While cooking in big trucks is certainly not a new concept, it is one that is gaining popularity. There are any number of reasons for the growing interest for cooking while over the road. Perhaps it has something to do with the growing number of couples teaming together. Or maybe it is the large impact social media plays in sharing our day to day lives and what can be accomplished with the cooking tools of the trade available to truckers. Or it could be because the cost of living prices continue to rise, industry regulations continue to create shortages in freight and driver pay, and more drivers are becoming health conscious. Who ever you ask, you will probably get an answer that is some combination of all of the above.
Because of these reasons, and many more, the first ever Cooking in the Truck Summit was held at the Mid-America Trucking Show in Louisville, Kentucky. Despite the freezing temperatures and yes, even a few snow flurries, the summit brought in close to 50 people to the Freightliner Hospitality Trailer.
It was an open-invitation, round-table type meeting with several schools of thought being shared. The idea was to let people know there are people out there utilizing their home-away-from-home for more than just racking up miles over the highway. Truckers are cooking in their trucks using methods to include traditional meal prep, pressure cooking, canning, and even fermenting. Facebook and website groups were shared which contain recipes, how to’s, and cooking appliance information.

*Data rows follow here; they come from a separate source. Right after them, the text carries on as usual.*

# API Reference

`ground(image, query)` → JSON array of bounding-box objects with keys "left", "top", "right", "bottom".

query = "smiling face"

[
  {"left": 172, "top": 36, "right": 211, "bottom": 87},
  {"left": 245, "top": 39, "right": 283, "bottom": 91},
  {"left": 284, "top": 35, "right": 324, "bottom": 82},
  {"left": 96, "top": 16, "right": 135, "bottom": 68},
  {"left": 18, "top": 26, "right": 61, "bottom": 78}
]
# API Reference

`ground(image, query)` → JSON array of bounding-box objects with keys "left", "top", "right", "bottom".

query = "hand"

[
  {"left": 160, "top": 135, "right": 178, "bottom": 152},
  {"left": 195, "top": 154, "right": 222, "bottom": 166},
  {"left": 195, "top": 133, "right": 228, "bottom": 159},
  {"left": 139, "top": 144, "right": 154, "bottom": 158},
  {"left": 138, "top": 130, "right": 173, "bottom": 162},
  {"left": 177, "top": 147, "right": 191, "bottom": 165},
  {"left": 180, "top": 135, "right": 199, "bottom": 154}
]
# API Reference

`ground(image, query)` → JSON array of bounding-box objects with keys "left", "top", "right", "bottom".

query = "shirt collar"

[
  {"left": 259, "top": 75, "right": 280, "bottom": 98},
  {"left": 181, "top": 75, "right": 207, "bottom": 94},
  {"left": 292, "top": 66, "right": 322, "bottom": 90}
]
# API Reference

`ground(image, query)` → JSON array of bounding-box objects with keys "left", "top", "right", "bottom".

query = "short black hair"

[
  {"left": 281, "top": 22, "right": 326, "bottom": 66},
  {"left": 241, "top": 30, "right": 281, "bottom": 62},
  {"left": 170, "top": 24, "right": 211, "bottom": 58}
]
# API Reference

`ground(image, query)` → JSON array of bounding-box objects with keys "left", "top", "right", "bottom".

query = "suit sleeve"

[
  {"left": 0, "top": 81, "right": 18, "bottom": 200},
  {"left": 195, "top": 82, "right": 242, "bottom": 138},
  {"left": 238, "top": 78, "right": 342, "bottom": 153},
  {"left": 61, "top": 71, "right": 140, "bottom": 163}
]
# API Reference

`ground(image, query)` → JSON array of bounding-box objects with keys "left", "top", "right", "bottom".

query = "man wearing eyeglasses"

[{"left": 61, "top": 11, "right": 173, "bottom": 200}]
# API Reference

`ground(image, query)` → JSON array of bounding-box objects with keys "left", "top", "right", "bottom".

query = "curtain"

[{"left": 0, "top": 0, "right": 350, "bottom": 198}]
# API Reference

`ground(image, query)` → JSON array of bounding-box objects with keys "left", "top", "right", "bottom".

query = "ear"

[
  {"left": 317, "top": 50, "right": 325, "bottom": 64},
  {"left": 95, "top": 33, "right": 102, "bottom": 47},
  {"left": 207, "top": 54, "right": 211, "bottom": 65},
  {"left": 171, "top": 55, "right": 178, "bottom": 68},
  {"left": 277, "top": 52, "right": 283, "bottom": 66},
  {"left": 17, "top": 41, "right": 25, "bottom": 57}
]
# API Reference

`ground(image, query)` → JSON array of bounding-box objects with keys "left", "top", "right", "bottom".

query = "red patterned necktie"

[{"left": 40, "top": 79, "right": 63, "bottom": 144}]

Coming away from the summit a few things were quite clear. While truck stop restaurants are a nice convenience, and as an occasional treat, truckers are starting to move towards a healthier diet and lifestyle as a whole. Some truck stops like TA and Petro Stopping Centers, whose representatives were also at the summit, are adding healthier options to their menus.
However, with gluten-free, low-carb, no-carb, high-protein, low-sugar, vegan, vegetarian, nutritarian, and many others, it is virtual impossible to meet the dietary restrictions of everyone out there. We do appreciate the truck stops that are trying to work with truckers by offering different menu items. Still, many of us are turning to ways to save money and eat healthier in our trucks. Also, we want to spread the word to other truckers who may not have discovered how easy it is to cook simple meals with easy to purchase 12 volt appliances; even company drivers can use these. Lastly, getting product creators and truck manufacturers on-board for future designs is a must for better storage, power, and appliance solutions.
Overall, I think the summit was a great success. There is always room for improvement and there are already ideas being discussed for a summit at GATS in Texas this summer, we hope to see you there and hear your ideas!